Dans une note publiée le 10 juin, l’agence de notation Moody’s Ratings a livré son analyse post-budgétaire, soulignant l’ambition du gouvernement mauricien (note actuelle Baa3, perspective négative) en matière de consolidation fiscale tout en mettant en garde contre des risques d’exécution élevés. Présenté le 5 juin, le Budget 2025–26 marque, selon l’agence, un tournant décisif dans la stratégie de redressement des finances publiques, mais repose sur des paris économiques et politiques audacieux.

Moody’s cite les projections du ministère des Finances visant à réduire le déficit budgétaire de 9,8 % du PIB en 2024- 25 à 4,9 % en 2025-26, avec un objectif de 2,9 % d’ici 2028. En parallèle, la dette gouvernementale, actuellement estimée à 79 % du PIB, devrait descendre à 73 % d’ici trois ans. Pour l’agence de notation, cette stratégie est «positive sur le plan du crédit», dans la mesure où elle pourrait stabiliser la dynamique d’endettement. Toutefois, elle rappelle que l’ampleur de l’ajustement, soit une amélioration de 8,5 % du solde primaire en trois ans, n’a pas de précédent récent à Maurice, ce qui augmente considérablement les risques d’exécution.

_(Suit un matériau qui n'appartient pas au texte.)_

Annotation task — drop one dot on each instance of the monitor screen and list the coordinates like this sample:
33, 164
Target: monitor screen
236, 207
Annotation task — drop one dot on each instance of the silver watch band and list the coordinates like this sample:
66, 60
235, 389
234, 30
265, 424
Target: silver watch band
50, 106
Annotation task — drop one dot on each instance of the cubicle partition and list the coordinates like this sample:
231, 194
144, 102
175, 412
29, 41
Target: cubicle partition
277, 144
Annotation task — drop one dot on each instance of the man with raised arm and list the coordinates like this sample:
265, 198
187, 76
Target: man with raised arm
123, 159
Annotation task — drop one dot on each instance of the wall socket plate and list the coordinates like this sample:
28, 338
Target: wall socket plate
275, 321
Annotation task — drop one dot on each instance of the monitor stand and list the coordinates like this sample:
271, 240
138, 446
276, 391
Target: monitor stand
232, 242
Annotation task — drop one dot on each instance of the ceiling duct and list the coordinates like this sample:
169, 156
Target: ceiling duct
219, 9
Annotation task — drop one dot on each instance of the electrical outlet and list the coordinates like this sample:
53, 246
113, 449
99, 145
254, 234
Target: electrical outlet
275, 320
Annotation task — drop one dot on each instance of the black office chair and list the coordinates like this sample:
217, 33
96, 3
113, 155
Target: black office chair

Pour atteindre ces objectifs, le gouvernement mise à la fois sur une augmentation significative des recettes fiscales (+ 4,3 % du PIB) et une baisse contenue des dépenses publiques (- 4,4 % du PIB). Le volet recettes repose principalement sur une réforme combinée de l’impôt sur le revenu et sur les sociétés, une extension de l’assiette de la TVA, ainsi que des hausses de taxes sur les produits spécifiques (droits d’accise, redevances diverses).

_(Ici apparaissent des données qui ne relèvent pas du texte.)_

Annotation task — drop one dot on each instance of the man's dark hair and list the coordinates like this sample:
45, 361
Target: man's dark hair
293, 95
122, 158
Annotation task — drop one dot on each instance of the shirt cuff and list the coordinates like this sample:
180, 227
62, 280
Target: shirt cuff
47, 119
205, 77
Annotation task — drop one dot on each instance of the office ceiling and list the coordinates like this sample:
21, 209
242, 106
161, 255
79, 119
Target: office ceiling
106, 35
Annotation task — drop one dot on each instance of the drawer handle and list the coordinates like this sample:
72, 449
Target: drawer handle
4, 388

L’introduction d’une taxe temporaire dite de «contribution équitable» sur les hauts revenus et les entreprises à forte rentabilité constitue également un levier symbolique et budgétaire. À cela s’ajoute une nouvelle source de recettes extérieures via l’accord de location des Chagos avec le Royaume-Uni, qui devrait générer l’équivalent de 1 % du PIB par an.

Croissance essoufflée

En ce qui concerne les dépenses, la marge de manœuvre est plus étroite, car la structure budgétaire demeure rigide : les dépenses sociales, notamment les pensions et les aides aux ménages, représentent à elles seules 33 % du total en 2024-25. Le gouvernement prévoit de réformer le système de la CSG en supprimant progressivement certaines allocations d’ici 2027.

Autre réforme d’envergure : l’augmentation de l’âge d’éligibilité à la pension de retraite de base (BRP), qui passera à 65 ans, aligné sur l’âge officiel de la retraite. Une commission technique sera mise sur pied pour réformer durablement le système de retraite dans un contexte de vieillissement de la population. Moody’s souligne le caractère politiquement sensible de ces mesures, qui risquent de rencontrer une forte résistance sociale.

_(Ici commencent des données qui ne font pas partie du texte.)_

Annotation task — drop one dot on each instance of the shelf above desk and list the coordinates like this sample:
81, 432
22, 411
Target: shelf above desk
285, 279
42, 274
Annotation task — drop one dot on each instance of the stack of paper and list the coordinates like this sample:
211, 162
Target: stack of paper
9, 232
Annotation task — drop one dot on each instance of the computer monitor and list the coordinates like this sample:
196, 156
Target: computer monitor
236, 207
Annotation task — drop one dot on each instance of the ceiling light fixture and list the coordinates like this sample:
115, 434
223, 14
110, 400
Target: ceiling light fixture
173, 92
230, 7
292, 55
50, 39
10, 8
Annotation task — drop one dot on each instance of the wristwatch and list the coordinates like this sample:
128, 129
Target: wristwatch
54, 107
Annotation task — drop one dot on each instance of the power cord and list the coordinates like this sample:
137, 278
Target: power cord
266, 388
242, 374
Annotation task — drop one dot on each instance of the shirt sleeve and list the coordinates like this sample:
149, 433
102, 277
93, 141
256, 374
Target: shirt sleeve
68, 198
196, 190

Le gouvernement table sur une croissance réelle de 3,7 % en 2025-26, qui devrait atteindre 4 % les années suivantes, portée par les investissements dans les infrastructures et la transition énergétique. Moody’s juge ces prévisions «optimistes» compte tenu de la rigueur budgétaire annoncée, qui pourrait peser sur la consommation intérieure et la demande globale. L’agence note également que la croissance mauricienne, historiquement tirée par les dépenses sociales et la consommation, pourrait s’essouffler avec l’extension de la TVA et la réduction des transferts.

L’environnement international reste également incertain. Toute baisse de la demande extérieure pourrait affecter les exportations et le tourisme, compliquant davantage les objectifs budgétaires. Une croissance inférieure aux attentes fragiliserait les recettes fiscales et ralentirait la baisse de l’endettement.

Moody’s conclut que si le gouvernement parvient à respecter son plan, le ratio dette/PIB de Maurice reviendrait dans la moyenne des pays notés Baa. Les paiements d’intérêts resteront stables, entre 9 % et 12 % des recettes, ce qui maintiendrait une certaine viabilité de la dette à moyen terme. Toutefois, le succès de cette stratégie dépendra entièrement de la capacité des autorités à exécuter rapidement les réformes annoncées, tout en gérant habilement les pressions sociales.

Dans ce contexte, le Budget 2025– 26 représente un tournant crucial : soit Maurice engage un réel assainissement budgétaire, soit il continue à naviguer entre promesses de réforme et réalités politiques, au risque d’un nouvel abaissement de sa note souveraine.